Responsabilité du « producteur » d’un service de communication au public en ligne : condition d’une fixation préalable

Pour se prononcer sur les conditions de mise en jeu de la responsabilité pénale du producteur d’un service de communication au public en ligne, le Conseil constitutionnel avait été saisi en application de la procédure nouvelle de contrôle de la conformité d’une loi à la Constitution que sont les questions prioritaires de constitutionnalité (QPC). A l’occasion d’un litige, celles-ci permettent désormais, aux justiciables, de contester, devant tout juge, la constitutionnalité d’une disposition législative dont il pourrait leur être fait application. En l’espèce, dans sa décision n° 2011-164 QPC du 16 septembre 2011, le Conseil constitutionnel s’est livré à ce qui est qualifié de « réserve d’interprétation » pour déterminer les conditions de la possible mise en jeu de la responsabilité pénale du « producteur » d’un service de communication au public en ligne, dans le cadre de ladite « responsabilité en cascade » (descendant, à défaut du directeur de la publication, à l’auteur, et à défaut de l’auteur, au producteur) définie, à l’origine, à l’égard de la communication audiovisuelle (radio et télévision), étendue désormais à l’ensemble des services de « communication au public par voie électronique », par l’article 93-3 de la loi du 29 juillet 1982, et applicable notamment aux infractions (diffamation, injure, racisme…) définies par la loi du 29 juillet 1881 et par quelques autres textes qui retiennent cette même forme de responsabilité.

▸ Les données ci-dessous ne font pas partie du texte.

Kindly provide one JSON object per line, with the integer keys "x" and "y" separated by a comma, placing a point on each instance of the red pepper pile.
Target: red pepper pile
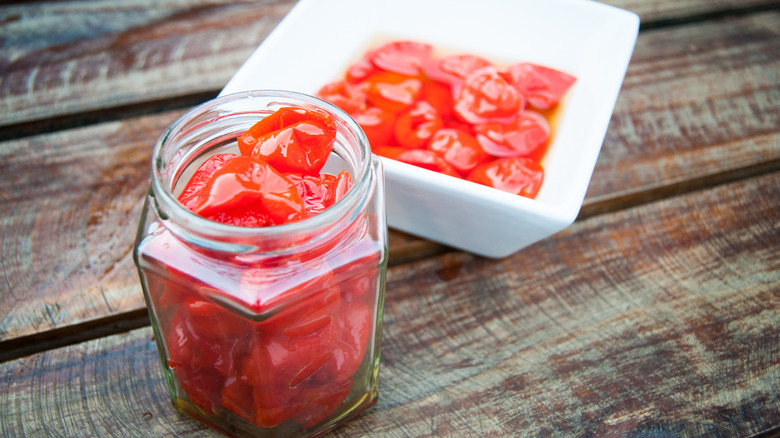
{"x": 298, "y": 364}
{"x": 458, "y": 115}
{"x": 276, "y": 179}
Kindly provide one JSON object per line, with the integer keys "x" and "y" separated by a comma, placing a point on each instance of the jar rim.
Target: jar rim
{"x": 208, "y": 233}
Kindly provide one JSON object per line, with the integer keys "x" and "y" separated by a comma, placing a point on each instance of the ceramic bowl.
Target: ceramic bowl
{"x": 318, "y": 39}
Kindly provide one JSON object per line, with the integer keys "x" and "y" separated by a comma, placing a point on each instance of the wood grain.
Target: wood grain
{"x": 700, "y": 105}
{"x": 67, "y": 57}
{"x": 71, "y": 199}
{"x": 666, "y": 324}
{"x": 57, "y": 60}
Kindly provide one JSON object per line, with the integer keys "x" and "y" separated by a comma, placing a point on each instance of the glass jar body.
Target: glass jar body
{"x": 265, "y": 332}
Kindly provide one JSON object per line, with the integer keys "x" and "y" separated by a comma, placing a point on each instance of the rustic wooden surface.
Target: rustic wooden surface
{"x": 655, "y": 314}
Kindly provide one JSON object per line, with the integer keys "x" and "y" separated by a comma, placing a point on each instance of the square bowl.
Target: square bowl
{"x": 319, "y": 39}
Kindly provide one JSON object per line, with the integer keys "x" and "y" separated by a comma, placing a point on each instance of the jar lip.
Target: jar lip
{"x": 205, "y": 227}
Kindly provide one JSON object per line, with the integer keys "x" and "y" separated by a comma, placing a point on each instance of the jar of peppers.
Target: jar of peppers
{"x": 262, "y": 253}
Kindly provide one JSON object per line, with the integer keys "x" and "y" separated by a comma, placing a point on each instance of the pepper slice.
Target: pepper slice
{"x": 518, "y": 175}
{"x": 248, "y": 181}
{"x": 291, "y": 140}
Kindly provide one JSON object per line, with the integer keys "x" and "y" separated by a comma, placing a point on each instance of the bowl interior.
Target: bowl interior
{"x": 318, "y": 39}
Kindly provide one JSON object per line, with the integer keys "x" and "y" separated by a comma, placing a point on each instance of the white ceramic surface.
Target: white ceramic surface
{"x": 318, "y": 39}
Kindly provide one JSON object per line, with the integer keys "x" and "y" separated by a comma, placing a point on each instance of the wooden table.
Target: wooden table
{"x": 656, "y": 314}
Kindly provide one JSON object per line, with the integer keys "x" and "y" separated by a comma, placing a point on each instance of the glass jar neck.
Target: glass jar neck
{"x": 212, "y": 128}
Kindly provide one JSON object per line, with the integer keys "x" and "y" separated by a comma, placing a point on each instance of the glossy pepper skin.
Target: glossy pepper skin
{"x": 300, "y": 358}
{"x": 406, "y": 97}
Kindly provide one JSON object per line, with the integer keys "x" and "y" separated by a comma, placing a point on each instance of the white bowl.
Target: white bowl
{"x": 318, "y": 39}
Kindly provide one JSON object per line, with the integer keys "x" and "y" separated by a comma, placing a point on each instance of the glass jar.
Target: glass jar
{"x": 269, "y": 331}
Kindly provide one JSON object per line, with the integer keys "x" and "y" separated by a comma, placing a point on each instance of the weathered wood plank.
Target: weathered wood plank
{"x": 665, "y": 11}
{"x": 697, "y": 103}
{"x": 71, "y": 199}
{"x": 60, "y": 58}
{"x": 662, "y": 320}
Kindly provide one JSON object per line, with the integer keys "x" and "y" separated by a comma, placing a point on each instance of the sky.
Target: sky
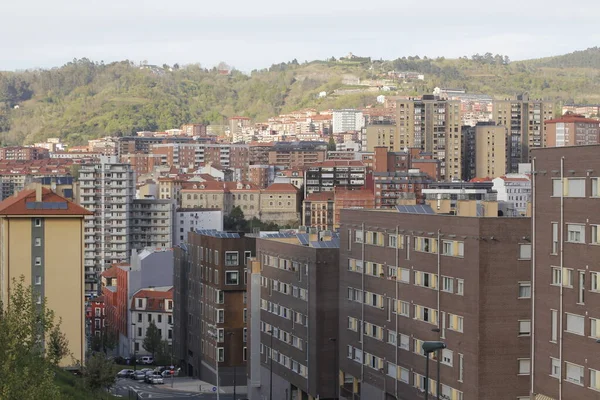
{"x": 255, "y": 34}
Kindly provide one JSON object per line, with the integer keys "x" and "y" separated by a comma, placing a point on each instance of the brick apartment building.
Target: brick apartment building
{"x": 408, "y": 277}
{"x": 22, "y": 153}
{"x": 210, "y": 305}
{"x": 572, "y": 130}
{"x": 566, "y": 284}
{"x": 293, "y": 298}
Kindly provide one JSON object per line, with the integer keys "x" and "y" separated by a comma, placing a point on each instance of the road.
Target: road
{"x": 128, "y": 389}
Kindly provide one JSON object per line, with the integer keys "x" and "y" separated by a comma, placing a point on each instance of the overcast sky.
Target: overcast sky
{"x": 255, "y": 34}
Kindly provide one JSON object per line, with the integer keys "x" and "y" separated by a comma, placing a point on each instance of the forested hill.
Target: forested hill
{"x": 85, "y": 99}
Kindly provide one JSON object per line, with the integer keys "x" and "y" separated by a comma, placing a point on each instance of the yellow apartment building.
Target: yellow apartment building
{"x": 41, "y": 238}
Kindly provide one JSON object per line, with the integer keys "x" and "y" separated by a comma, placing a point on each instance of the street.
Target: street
{"x": 130, "y": 389}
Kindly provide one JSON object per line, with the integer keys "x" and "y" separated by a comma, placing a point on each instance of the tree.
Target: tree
{"x": 26, "y": 372}
{"x": 98, "y": 373}
{"x": 58, "y": 345}
{"x": 152, "y": 340}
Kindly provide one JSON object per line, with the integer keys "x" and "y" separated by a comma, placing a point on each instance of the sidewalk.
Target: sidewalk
{"x": 197, "y": 386}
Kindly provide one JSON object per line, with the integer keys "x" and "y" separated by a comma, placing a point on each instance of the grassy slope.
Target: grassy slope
{"x": 84, "y": 100}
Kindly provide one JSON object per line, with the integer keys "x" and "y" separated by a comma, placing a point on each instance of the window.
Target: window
{"x": 524, "y": 327}
{"x": 567, "y": 278}
{"x": 525, "y": 252}
{"x": 404, "y": 342}
{"x": 524, "y": 290}
{"x": 574, "y": 373}
{"x": 220, "y": 316}
{"x": 554, "y": 367}
{"x": 455, "y": 322}
{"x": 524, "y": 366}
{"x": 358, "y": 236}
{"x": 595, "y": 328}
{"x": 573, "y": 187}
{"x": 595, "y": 282}
{"x": 594, "y": 379}
{"x": 595, "y": 239}
{"x": 232, "y": 277}
{"x": 554, "y": 238}
{"x": 231, "y": 258}
{"x": 556, "y": 276}
{"x": 575, "y": 233}
{"x": 404, "y": 275}
{"x": 219, "y": 297}
{"x": 554, "y": 326}
{"x": 575, "y": 324}
{"x": 447, "y": 284}
{"x": 581, "y": 292}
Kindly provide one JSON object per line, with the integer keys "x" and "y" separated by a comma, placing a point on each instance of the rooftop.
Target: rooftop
{"x": 26, "y": 203}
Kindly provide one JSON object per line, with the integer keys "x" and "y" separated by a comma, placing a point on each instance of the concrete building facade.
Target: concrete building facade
{"x": 408, "y": 277}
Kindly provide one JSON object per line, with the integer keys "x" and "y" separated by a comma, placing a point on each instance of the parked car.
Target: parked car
{"x": 124, "y": 373}
{"x": 138, "y": 375}
{"x": 147, "y": 360}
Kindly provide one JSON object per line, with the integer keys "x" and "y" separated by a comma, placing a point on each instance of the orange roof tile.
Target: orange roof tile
{"x": 281, "y": 187}
{"x": 17, "y": 205}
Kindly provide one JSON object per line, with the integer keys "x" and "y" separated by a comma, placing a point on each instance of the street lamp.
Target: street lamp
{"x": 271, "y": 367}
{"x": 133, "y": 338}
{"x": 335, "y": 368}
{"x": 428, "y": 348}
{"x": 230, "y": 334}
{"x": 384, "y": 383}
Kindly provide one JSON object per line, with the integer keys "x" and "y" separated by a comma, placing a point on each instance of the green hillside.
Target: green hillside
{"x": 84, "y": 99}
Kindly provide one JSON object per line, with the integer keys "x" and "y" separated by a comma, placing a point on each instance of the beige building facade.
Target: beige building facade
{"x": 35, "y": 225}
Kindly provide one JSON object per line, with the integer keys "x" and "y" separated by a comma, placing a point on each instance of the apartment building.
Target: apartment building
{"x": 151, "y": 305}
{"x": 107, "y": 189}
{"x": 432, "y": 125}
{"x": 210, "y": 305}
{"x": 382, "y": 134}
{"x": 191, "y": 219}
{"x": 524, "y": 121}
{"x": 572, "y": 130}
{"x": 296, "y": 155}
{"x": 147, "y": 268}
{"x": 566, "y": 310}
{"x": 152, "y": 223}
{"x": 42, "y": 240}
{"x": 324, "y": 176}
{"x": 293, "y": 299}
{"x": 318, "y": 210}
{"x": 483, "y": 150}
{"x": 23, "y": 153}
{"x": 412, "y": 276}
{"x": 513, "y": 193}
{"x": 346, "y": 120}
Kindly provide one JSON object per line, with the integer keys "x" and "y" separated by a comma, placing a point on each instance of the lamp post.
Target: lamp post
{"x": 335, "y": 368}
{"x": 428, "y": 348}
{"x": 384, "y": 384}
{"x": 231, "y": 334}
{"x": 133, "y": 338}
{"x": 271, "y": 368}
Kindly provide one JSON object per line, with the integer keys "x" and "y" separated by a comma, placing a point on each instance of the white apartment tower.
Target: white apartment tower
{"x": 107, "y": 189}
{"x": 347, "y": 120}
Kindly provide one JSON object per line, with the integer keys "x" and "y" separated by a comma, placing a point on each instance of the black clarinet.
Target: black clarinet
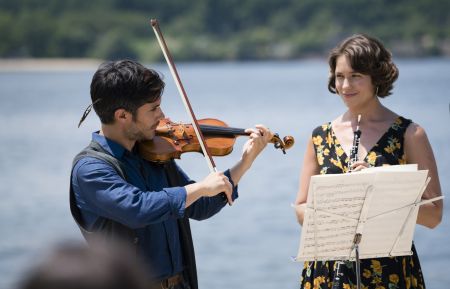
{"x": 337, "y": 280}
{"x": 355, "y": 146}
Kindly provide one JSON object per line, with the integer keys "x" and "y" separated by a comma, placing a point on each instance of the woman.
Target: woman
{"x": 361, "y": 72}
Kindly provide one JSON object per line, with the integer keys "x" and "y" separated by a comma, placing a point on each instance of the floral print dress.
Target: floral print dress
{"x": 380, "y": 273}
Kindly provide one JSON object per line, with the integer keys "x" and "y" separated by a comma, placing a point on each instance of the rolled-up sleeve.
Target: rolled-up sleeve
{"x": 100, "y": 190}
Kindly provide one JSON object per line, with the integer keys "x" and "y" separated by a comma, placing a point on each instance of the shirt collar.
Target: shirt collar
{"x": 114, "y": 148}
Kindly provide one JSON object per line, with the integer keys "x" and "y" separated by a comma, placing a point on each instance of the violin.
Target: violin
{"x": 173, "y": 139}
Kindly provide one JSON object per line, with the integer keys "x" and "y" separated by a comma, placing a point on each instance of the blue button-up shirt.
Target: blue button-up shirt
{"x": 143, "y": 202}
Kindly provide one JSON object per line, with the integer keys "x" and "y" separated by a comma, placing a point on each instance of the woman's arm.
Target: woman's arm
{"x": 418, "y": 151}
{"x": 310, "y": 168}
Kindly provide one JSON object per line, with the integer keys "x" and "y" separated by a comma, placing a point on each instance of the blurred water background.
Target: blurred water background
{"x": 248, "y": 245}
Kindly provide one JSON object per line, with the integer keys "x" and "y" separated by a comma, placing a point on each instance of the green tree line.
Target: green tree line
{"x": 218, "y": 29}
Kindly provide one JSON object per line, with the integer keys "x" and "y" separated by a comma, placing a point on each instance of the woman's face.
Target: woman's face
{"x": 356, "y": 89}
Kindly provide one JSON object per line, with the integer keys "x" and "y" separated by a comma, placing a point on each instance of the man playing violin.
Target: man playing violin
{"x": 118, "y": 194}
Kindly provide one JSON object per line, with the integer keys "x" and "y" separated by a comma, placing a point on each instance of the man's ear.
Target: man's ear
{"x": 122, "y": 115}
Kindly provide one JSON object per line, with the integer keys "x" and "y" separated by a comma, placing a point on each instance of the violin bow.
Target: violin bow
{"x": 184, "y": 98}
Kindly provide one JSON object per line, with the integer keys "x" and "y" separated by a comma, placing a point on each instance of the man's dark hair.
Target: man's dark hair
{"x": 123, "y": 84}
{"x": 368, "y": 56}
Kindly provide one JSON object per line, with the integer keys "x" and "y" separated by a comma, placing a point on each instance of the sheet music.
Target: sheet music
{"x": 333, "y": 213}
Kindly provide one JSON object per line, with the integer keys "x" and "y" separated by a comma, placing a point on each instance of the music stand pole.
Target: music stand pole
{"x": 356, "y": 242}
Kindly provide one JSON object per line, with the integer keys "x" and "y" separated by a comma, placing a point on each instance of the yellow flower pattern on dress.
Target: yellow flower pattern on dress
{"x": 388, "y": 273}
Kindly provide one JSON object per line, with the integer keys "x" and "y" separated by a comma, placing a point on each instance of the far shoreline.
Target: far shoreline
{"x": 48, "y": 64}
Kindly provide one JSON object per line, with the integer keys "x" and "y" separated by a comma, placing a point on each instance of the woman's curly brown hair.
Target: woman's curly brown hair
{"x": 368, "y": 56}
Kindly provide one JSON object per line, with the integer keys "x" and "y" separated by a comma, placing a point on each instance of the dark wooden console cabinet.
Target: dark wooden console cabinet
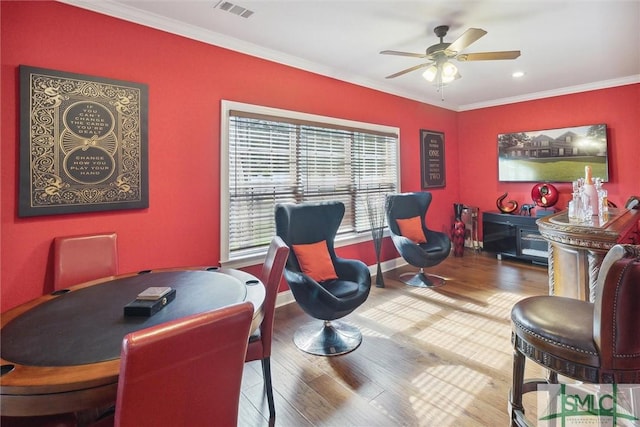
{"x": 514, "y": 236}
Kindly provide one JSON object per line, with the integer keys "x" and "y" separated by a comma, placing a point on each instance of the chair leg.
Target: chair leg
{"x": 329, "y": 339}
{"x": 422, "y": 280}
{"x": 266, "y": 372}
{"x": 516, "y": 409}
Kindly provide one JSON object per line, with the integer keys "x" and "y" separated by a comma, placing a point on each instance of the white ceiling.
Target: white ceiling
{"x": 567, "y": 46}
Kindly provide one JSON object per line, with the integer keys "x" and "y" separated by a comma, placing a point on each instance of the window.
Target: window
{"x": 272, "y": 156}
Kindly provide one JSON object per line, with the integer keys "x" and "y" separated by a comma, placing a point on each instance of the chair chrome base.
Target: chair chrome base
{"x": 422, "y": 280}
{"x": 332, "y": 339}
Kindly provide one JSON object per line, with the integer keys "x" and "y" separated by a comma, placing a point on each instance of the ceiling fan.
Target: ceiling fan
{"x": 439, "y": 69}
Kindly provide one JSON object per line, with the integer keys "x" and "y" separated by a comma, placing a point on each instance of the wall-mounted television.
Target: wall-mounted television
{"x": 553, "y": 155}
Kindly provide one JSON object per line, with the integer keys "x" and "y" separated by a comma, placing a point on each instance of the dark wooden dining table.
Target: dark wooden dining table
{"x": 61, "y": 352}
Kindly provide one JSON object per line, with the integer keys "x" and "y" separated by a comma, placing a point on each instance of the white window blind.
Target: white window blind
{"x": 292, "y": 157}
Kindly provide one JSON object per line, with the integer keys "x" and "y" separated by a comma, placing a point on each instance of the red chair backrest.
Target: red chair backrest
{"x": 186, "y": 372}
{"x": 81, "y": 258}
{"x": 271, "y": 276}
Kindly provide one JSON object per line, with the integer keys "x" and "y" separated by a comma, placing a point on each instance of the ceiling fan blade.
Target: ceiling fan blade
{"x": 468, "y": 37}
{"x": 488, "y": 56}
{"x": 395, "y": 52}
{"x": 408, "y": 70}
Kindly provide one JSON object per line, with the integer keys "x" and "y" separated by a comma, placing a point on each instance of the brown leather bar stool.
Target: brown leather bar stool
{"x": 595, "y": 342}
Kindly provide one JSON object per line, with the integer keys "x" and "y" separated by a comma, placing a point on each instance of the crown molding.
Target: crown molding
{"x": 131, "y": 14}
{"x": 554, "y": 92}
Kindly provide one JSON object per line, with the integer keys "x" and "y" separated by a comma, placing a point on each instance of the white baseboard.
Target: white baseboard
{"x": 286, "y": 297}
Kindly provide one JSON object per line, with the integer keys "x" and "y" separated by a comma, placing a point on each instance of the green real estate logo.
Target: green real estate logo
{"x": 589, "y": 404}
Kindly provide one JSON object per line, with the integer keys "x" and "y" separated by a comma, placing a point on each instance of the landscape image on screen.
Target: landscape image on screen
{"x": 553, "y": 155}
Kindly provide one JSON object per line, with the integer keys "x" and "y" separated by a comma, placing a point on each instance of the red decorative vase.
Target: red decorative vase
{"x": 457, "y": 234}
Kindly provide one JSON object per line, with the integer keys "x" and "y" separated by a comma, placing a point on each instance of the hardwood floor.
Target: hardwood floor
{"x": 429, "y": 357}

A la différence du « directeur de la publication », à propos duquel il est expressément posé, par l’article en cause, qu’il ne peut être tenu pour pénalement responsable de ces infractions que « lorsque le message incriminé a fait l’objet d’une fixation préalable à sa communication au public », la rédaction de l’article en cause conduisait jusqu’ici, « à défaut » du premier, à engager la responsabilité de « l’auteur, et à défaut de l’auteur », celle du « producteur », sans la subordonner à une condition de « fixation préalable ». Comprise, à l’origine, comme signifiant un enregistrement de paroles et de sons par quelque moyen que ce soit (bande magnétique, support numérique), cette notion doit, en fonction de l’évolution des techniques notamment numériques et de leurs usages, être appliquée à tout procédé qui permet de prendre connaissance du message litigieux avant sa mise à disposition du public et, en conséquence, de s’y opposer. Le producteur ayant ainsi connaissance d’un tel contenu et n’ayant pas fait obstacle à sa diffusion, il peut être alors justifié que sa responsabilité se trouve engagée. Tout autre situation ferait notamment peser, sur le producteur, une présomption de culpabilité, contraire au principe fondamental de présomption d’innocence et introduirait une inégalité de traitement entre les directeurs de publication et les producteurs.

Grâce à une formulation qui pourrait être plus explicite, mais sans pouvoir cependant procéder lui-même à une rédaction nouvelle dudit article 93-3 de la loi du 29 juillet 1982, le Conseil constitutionnel considère que la disposition contestée ne saurait être interprétée « comme permettant que le créateur ou l’animateur » (sans doute est-ce ainsi qu’il identifie le producteur) « d’un site de communication au public en ligne (…) voie sa responsabilité engagée en sa qualité de producteur à raison du seul contenu d’un message dont il n’avait pas connaissance avant la mise en ligne ». Il conclut que, « sous cette réserve, les dispositions contestées ne sont pas contraires » aux principes de valeur constitutionnelle et, en conséquence, que « l’article 93-3 de la loi du 29 juillet 1982 ne méconnaît aucun autre droit ou liberté que la Constitution garantit ».

Cela pourrait être formulé de manière plus positive. En clair : la responsabilité pénale du « producteur » (dont la fonction mériterait éclaircissements et précisions) d’un service de communication au public en ligne ne pourra désormais, dans la « cascade », être engagée qu’en cas de « fixation préalable ».